Brazilian judge sentences Lula's ex-chief of staff to 23 years

A one-time chief of staff for former Brazilian President Luiz Inacio Lula da Silva was sentenced to 23 years in prison on Wednesday for corruption, money-laundering and conspiracy in a vast bribery scandal at the state-run oil company.

Jose Dirceu, a top power broker in the leftist Workers Party that governed Brazil from 2003 until last week, previously had been sentenced separately by the Supreme Court to over 10 years in prison for running a congressional vote-buying operation.

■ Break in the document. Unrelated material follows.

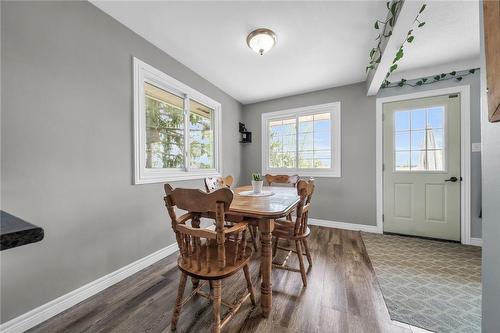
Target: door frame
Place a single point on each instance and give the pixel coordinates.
(465, 147)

"Not even a conviction by the country's highest court could inhibit criminal relapse," federal judge Sergio Moro wrote in his sentencing decision, noting that Dirceu had been taking part in the bribery scheme even after he was convicted for vote-buying.

Moro is overseeing the probe of state-run Petroleo Brasileiro SA (PETR4.SA), commonly known as Petrobras.

The corruption investigation, Brazil's biggest ever, has led to the imprisonment of business executives and veteran politicians, contributed to its worst recession in decades and stirred public outrage that fanned an impeachment process against President Dilma Rousseff.

Brazil's Senate last week suspended Rousseff, Lula's hand-picked successor, pending the outcome of a trial in the chamber for violating budget rules. The move cleared the way for a more business-friendly government to take power on an interim basis.

Rousseff has not been accused of wrongdoing as part of the Petrobras case. Lula, who founded the Workers Party along with Dirceu and other left-wing activists in the 1980s, is under investigation because of accusations he received favors paid for by companies indicted in the probe.

Both Lula and Rousseff deny they have done anything wrong.